Savall golpeó la mesa con fuerza.
—¿Quién va a morir?
—La ex esposa de su inspector, por supuesto. Estuvo aquí, sentada en esa misma silla, hace sólo unos días. Toda una mujer. Inteligente, hermosa. Altiva. Alguien a quien resulta difícil olvidar, créame.
—¡Está loco! ¿Me está diciendo que va a matar a Ruth Valldaura?
Omar se inclinó hacia delante, su voz se convirtió casi en un susurro:
—Yo nunca he matado a nadie. Como usted, prefiero que otros se encarguen del trabajo sucio. Debo decirle que mis métodos son mucho más seguros y limpios que los suyos. Usted tenía buenos motivos para ordenar la muerte de ese hombre de la misma manera que yo los tengo para desear hacer daño al cretino de su inspector. Ruth Valldaura es sólo el medio para conseguirlo.
—¿Por qué me está contando esto?
—Ya le he dicho que me gusta ponerle un poco de emoción a la vida. —Sonrió—. Vaya, no me cree. También debo admitir que ella me cayó bien. Su muerte estaba decidida, y sin embargo me gustaría darle una oportunidad.
—No le entiendo. ¿Qué diablos quiere de mí?
—Yo hice lo que debía antes de conocerla. Sé que ustedes no me creen, aunque quizá lo de esa chica nigeriana les haya vuelto un poco más respetuosos con las creencias ajenas. A día de hoy, Ruth Valldaura está condenada a morir. —Hizo una pausa—. A no ser que usted consiga salvarla.
—Está loco.
—Se repite, comisario, y eso me aburre. ¿Por qué no se decide? Es sencillo: si no hace nada por evitarlo, dentro de dos semanas Ruth Valldaura estará muerta y a su debido tiempo los compañeros de Juan Antonio López sabrán quién ordenó que asesinaran a su amigo. Todo está dispuesto para que las cosas sucedan así. Y no piense que encerrándome o vigilándome cambiará nada. No sea ingenuo.
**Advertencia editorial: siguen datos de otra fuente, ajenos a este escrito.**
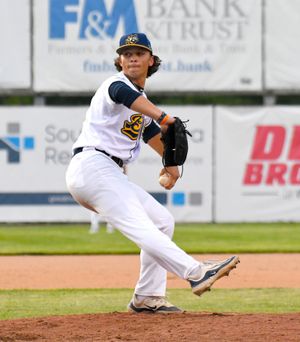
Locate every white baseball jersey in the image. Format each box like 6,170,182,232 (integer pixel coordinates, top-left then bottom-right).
73,71,152,163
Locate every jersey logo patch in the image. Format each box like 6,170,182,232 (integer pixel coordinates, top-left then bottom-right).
121,114,143,140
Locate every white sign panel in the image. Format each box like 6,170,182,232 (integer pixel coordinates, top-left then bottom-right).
34,0,262,91
128,106,212,222
0,0,31,91
0,107,212,222
265,0,300,90
215,106,300,222
0,107,90,222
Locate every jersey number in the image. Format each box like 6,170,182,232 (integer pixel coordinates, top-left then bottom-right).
121,114,143,140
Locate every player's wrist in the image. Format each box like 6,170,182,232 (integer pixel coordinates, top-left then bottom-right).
156,112,172,126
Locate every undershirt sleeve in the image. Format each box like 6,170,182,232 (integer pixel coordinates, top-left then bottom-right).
143,120,160,143
108,81,142,108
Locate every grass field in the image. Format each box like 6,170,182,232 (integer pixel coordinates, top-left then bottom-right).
0,289,300,319
0,223,300,255
0,223,300,319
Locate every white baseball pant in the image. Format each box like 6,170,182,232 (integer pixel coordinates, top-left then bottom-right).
66,150,200,296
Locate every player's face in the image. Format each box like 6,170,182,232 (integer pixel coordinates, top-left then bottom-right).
120,47,154,87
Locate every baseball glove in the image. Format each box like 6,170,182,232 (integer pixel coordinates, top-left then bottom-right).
161,117,192,167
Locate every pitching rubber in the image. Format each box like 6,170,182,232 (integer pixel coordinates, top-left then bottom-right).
192,256,240,296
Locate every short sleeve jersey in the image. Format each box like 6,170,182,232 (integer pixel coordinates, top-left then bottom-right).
73,71,152,163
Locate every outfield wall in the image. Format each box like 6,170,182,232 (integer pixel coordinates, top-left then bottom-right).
0,0,300,94
0,106,300,222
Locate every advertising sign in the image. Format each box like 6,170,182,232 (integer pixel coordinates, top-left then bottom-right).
215,106,300,222
0,107,212,222
34,0,262,92
265,0,300,90
0,0,31,92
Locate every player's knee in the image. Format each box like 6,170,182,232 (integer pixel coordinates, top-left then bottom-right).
162,213,175,239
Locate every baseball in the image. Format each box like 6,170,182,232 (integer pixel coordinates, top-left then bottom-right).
159,173,169,187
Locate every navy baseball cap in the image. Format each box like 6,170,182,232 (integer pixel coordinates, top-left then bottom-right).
116,33,152,54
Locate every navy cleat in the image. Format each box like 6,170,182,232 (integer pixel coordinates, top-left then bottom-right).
128,296,184,314
188,256,240,296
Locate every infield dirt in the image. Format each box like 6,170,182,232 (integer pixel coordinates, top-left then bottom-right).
0,254,300,342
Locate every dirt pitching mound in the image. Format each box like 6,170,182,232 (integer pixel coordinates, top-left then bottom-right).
0,313,300,342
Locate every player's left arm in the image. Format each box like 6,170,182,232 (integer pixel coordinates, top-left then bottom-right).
143,126,180,190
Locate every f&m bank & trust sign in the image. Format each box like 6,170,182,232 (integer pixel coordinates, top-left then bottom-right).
48,0,251,72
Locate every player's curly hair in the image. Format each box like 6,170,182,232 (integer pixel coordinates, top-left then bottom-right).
114,55,161,77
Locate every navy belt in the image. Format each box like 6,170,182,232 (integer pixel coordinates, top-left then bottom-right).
73,147,124,167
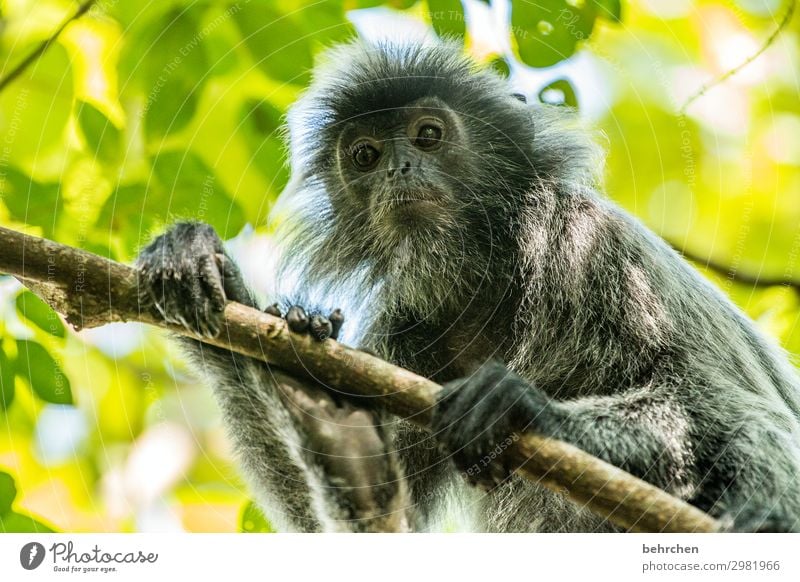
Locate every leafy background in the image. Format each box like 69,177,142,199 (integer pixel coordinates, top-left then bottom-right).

—¿Y si salvo la vida de Ruth Valldaura?
—Entonces todo habrá terminado. Su secreto no saldrá a la luz, se lo prometo. Y soy un hombre de palabra.
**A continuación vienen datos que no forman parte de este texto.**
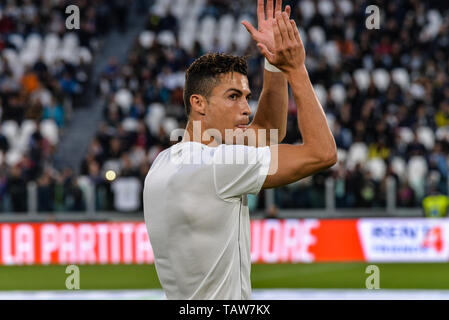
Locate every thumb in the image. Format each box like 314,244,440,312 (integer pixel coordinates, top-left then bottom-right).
257,42,274,64
285,5,292,18
242,20,257,38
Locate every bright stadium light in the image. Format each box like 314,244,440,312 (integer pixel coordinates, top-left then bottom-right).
105,170,117,181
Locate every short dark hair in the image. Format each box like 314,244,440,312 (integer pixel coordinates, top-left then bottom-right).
184,53,248,117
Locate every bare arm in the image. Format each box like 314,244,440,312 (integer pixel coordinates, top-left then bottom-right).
250,70,288,145
242,0,291,145
261,14,337,188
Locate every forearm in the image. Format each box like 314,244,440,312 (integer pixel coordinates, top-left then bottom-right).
253,70,288,143
287,66,336,157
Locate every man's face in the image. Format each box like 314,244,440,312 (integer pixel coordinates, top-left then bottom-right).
203,72,251,141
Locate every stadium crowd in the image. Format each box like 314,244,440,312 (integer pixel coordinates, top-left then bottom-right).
0,0,449,215
0,0,135,212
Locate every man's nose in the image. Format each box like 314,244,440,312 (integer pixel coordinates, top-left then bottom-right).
243,100,251,117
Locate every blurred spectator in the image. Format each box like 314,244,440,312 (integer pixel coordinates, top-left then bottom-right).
6,165,28,212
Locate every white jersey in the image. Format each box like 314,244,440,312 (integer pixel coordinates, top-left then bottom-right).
143,142,271,299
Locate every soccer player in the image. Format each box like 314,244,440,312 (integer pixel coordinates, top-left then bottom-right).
143,1,336,299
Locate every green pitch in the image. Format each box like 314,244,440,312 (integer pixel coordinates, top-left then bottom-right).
0,263,449,290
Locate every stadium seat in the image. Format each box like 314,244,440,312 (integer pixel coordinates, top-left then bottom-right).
346,142,368,170
17,119,37,152
217,14,234,51
330,83,346,105
309,26,326,47
8,33,25,50
337,0,354,16
78,47,93,64
1,120,19,145
145,103,165,135
44,33,61,50
391,68,410,90
399,127,415,144
313,83,327,108
407,156,428,199
157,30,176,47
391,157,406,180
322,41,340,66
318,0,335,18
61,32,79,49
337,148,348,163
435,126,449,141
114,88,133,114
409,82,426,99
139,30,155,49
416,127,435,150
197,16,217,51
162,117,179,136
122,117,138,131
353,69,371,90
365,158,387,181
5,149,22,167
372,69,390,91
39,119,59,145
299,0,315,21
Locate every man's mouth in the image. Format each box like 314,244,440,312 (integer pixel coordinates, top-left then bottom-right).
236,124,248,131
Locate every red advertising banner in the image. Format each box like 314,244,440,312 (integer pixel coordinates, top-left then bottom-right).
0,219,449,265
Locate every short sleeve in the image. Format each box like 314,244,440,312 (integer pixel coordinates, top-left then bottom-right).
213,145,271,200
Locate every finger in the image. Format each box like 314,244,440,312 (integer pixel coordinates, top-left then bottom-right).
242,20,257,39
267,0,277,19
276,13,289,43
257,42,274,63
274,0,282,13
257,0,265,26
290,19,302,44
282,12,295,42
273,14,282,49
285,5,292,18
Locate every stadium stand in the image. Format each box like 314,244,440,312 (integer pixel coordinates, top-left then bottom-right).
0,0,449,215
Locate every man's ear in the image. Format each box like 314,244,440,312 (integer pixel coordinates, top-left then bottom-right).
190,94,206,116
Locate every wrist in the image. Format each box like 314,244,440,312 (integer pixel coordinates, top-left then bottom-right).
285,64,309,79
265,58,282,72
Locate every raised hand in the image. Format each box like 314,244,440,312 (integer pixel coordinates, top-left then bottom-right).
242,0,291,51
257,12,306,73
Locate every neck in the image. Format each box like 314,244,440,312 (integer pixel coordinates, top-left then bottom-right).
181,120,220,147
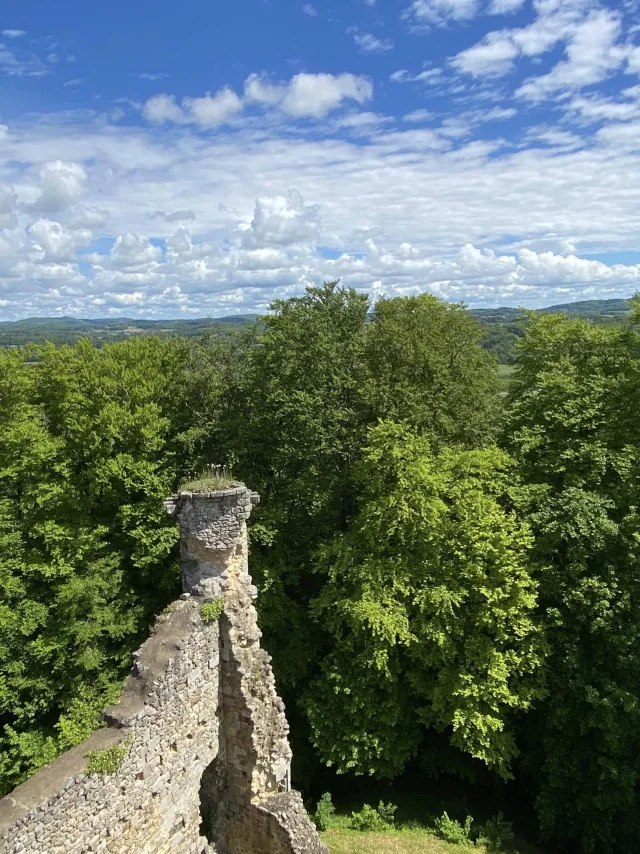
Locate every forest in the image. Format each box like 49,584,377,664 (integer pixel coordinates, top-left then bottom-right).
0,282,640,854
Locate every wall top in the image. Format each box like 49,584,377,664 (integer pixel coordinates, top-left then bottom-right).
164,483,260,516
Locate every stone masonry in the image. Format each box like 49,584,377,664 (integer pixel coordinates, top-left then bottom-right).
0,486,328,854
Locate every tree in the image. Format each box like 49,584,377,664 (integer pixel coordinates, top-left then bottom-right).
365,294,498,448
226,282,369,692
0,339,231,792
504,316,640,852
305,422,543,776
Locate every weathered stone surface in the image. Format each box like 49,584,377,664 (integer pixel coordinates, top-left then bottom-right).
0,487,327,854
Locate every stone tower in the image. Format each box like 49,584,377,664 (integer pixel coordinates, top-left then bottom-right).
0,486,328,854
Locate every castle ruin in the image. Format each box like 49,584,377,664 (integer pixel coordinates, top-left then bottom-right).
0,486,328,854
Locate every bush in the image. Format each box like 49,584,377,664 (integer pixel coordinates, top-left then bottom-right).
351,801,397,832
434,812,473,845
313,792,336,830
87,734,133,774
200,598,224,625
476,812,514,851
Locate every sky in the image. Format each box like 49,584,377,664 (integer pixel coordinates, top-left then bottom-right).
0,0,640,320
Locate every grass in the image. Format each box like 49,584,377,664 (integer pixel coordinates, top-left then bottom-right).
320,827,472,854
178,463,240,492
178,477,238,492
309,780,544,854
320,816,487,854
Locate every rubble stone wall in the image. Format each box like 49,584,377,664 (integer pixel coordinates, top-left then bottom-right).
0,486,327,854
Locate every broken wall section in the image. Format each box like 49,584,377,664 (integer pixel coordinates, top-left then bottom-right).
0,486,327,854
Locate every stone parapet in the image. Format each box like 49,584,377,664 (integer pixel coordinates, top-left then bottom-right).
0,486,327,854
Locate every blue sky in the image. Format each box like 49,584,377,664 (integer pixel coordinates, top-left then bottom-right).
0,0,640,319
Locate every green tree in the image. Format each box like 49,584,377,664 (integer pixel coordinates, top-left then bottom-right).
505,316,640,852
0,338,235,792
365,294,498,448
227,282,369,692
305,422,543,776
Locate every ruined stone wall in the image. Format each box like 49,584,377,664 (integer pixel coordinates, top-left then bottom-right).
0,487,326,854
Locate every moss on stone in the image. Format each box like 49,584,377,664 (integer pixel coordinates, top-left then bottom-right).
200,597,224,625
87,733,133,774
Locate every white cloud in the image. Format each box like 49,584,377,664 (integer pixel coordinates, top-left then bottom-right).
488,0,526,15
149,210,196,222
404,0,479,25
244,74,287,106
183,88,242,127
64,205,109,230
0,44,49,77
29,219,91,262
142,73,373,127
35,160,87,213
6,78,640,317
102,231,162,271
402,109,434,122
142,94,187,124
353,33,393,53
389,68,443,85
516,9,626,101
282,73,373,119
240,190,321,249
451,0,604,77
451,33,519,77
142,88,242,127
0,184,18,228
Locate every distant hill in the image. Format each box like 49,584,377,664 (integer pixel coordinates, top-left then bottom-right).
0,299,631,352
0,314,258,347
470,299,631,323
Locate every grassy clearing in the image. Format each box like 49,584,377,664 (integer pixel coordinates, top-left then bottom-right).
320,816,486,854
320,828,470,854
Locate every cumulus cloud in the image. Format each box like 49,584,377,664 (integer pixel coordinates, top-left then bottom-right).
29,219,91,262
142,73,373,127
353,32,393,53
488,0,525,15
0,184,18,228
0,60,640,317
150,210,196,222
450,0,631,91
240,190,320,249
108,232,162,270
183,88,242,127
34,160,87,213
0,45,49,77
142,87,242,128
64,205,109,230
404,0,479,25
516,9,626,101
268,73,373,119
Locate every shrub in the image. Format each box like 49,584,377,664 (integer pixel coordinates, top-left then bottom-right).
434,812,473,845
87,734,133,774
476,812,514,851
313,792,336,830
351,801,397,832
200,597,224,625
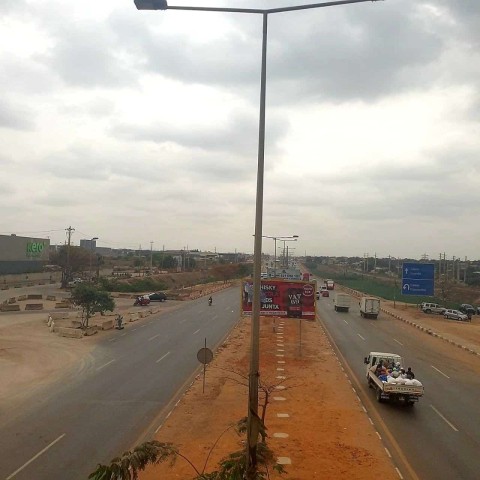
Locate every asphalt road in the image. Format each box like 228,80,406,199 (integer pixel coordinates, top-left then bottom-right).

—No tengo por qué confiar en usted.
—No. Pero piénselo, comisario. ¿Cómo se sentirá si Ruth Valldaura muere en los próximos catorce días? ¿Podrá vivir con esa otra muerte sobre su conciencia sabiendo que pudo hacer algo, lo que fuera, para impedirlo? En realidad, no tiene opción. Protéjala, vénzame y desapareceré de sus vidas para siempre.